The author placed his own creative spin on Barbarossa's march, and it was nice to see something new and fresh in contrast to a carbon copy of the original. Although some parts of the creativity aspect were excellent (again, the prisoner escape and Hospitaller vs. Seljuk fight), inconsistency showed through again. As I said in a review of another user's entry for this contest, the author's artistic license makes the scenario approach absurdity. I am referring to the part where Barbarossa's entire army is destroyed and he is shipwrecked and forced to weave through enemy troops to find a tent in the middle of the desert. However, I commend the author's effort to try something new, and I suggest that he rework that part to have the player fight through the enemy troops with a few more soldiers.
Map Design: 3+
Inconsistency again showed through here. Some parts of the map (Constantinople, Gallipoli, and surroundings, as well as the area by the Hospitaller and Seljuk camps) were designed very well and were worthy of a higher rating. However, points were mainly deducted for the fact that more than a quarter of the map is just a blank expanse of desert terrain with enemy troops standing guard as if they actually expect the enemy to try to traverse that area.
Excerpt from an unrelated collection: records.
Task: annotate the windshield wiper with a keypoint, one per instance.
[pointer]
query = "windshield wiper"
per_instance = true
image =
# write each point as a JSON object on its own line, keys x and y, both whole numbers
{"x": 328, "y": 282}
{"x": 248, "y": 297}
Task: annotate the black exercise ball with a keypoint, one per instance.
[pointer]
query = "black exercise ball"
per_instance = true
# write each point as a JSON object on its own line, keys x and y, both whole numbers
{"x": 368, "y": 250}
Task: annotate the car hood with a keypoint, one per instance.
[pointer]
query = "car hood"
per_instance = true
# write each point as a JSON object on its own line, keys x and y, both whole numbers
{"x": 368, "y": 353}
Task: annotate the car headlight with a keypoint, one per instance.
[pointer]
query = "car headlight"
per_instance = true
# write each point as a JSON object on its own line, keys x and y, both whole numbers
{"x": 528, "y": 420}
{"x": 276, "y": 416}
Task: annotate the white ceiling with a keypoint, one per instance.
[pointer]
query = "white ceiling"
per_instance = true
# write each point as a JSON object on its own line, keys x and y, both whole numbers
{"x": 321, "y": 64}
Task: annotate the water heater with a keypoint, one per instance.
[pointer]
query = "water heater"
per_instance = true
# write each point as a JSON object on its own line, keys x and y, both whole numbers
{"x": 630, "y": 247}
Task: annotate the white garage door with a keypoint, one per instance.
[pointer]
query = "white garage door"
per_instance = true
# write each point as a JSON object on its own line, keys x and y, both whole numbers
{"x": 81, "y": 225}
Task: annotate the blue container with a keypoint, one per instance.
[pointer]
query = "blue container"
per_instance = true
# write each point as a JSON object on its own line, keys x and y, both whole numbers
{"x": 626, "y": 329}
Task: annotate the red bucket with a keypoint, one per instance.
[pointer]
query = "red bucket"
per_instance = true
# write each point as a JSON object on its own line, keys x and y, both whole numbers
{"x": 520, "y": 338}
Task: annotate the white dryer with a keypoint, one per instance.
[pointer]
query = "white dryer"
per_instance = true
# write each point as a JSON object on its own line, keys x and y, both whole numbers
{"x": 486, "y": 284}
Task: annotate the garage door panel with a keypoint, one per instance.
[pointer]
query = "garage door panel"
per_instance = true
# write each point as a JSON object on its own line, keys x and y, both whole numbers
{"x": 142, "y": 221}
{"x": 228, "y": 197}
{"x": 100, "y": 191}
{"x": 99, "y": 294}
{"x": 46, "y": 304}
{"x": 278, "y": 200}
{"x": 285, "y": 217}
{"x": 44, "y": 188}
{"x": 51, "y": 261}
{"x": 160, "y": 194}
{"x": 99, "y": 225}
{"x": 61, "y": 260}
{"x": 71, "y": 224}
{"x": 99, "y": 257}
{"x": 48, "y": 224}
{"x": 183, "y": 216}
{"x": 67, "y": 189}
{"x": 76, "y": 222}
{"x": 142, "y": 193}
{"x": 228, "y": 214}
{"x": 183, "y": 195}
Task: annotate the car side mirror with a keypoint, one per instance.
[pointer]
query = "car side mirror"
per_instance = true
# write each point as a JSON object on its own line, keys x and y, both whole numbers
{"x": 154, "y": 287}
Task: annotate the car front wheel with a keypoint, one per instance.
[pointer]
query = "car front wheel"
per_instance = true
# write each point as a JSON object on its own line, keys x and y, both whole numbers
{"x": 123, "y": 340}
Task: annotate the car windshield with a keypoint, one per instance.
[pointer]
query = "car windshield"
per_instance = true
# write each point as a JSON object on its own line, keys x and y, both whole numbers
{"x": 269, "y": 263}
I remember reading the project announcement thread for this scenario and viewing the mapshot, which showed this area as very well designed. What happened?
The story was decent. I liked how the author had multiple viewpoints throughout the scenario, though as I said before, I wish that a little more thought had gone into the last part. The overall effect was that the author was rushed by the deadline and just wanted to get the design over with. The instructions are fairly well thought out and written, and the player was prompted by dialogues at times that gave hints and helped advance the story and scenario. I took issue, however, with the author's advice on not attacking Gallipoli, as the resources and buildings can help the player a lot throughout the scenario (I personally thought I would need more troops for the Hospitaller camp part, so I used my resources to spam spearmen, making my battle with the primarily mounted Seljuks a joke). Overall, the instructions were there, but not really anything special or worthy of mention.
This scenario was obviously rushed, unpolished, and unfinished, or such was the impression that it gives. It has nearly unlimited potential and the author has some great ideas. I sincerely hope that the author takes the negative parts of my review as constructive criticism and takes the time to update, as it is a good start, but simply not complete. Despite the seemingly low rating, the scenario is a fun experience and a worthwhile download, although I would prefer to presently think of it as a teaser. The author obviously had something grander in mind, but ran out of time.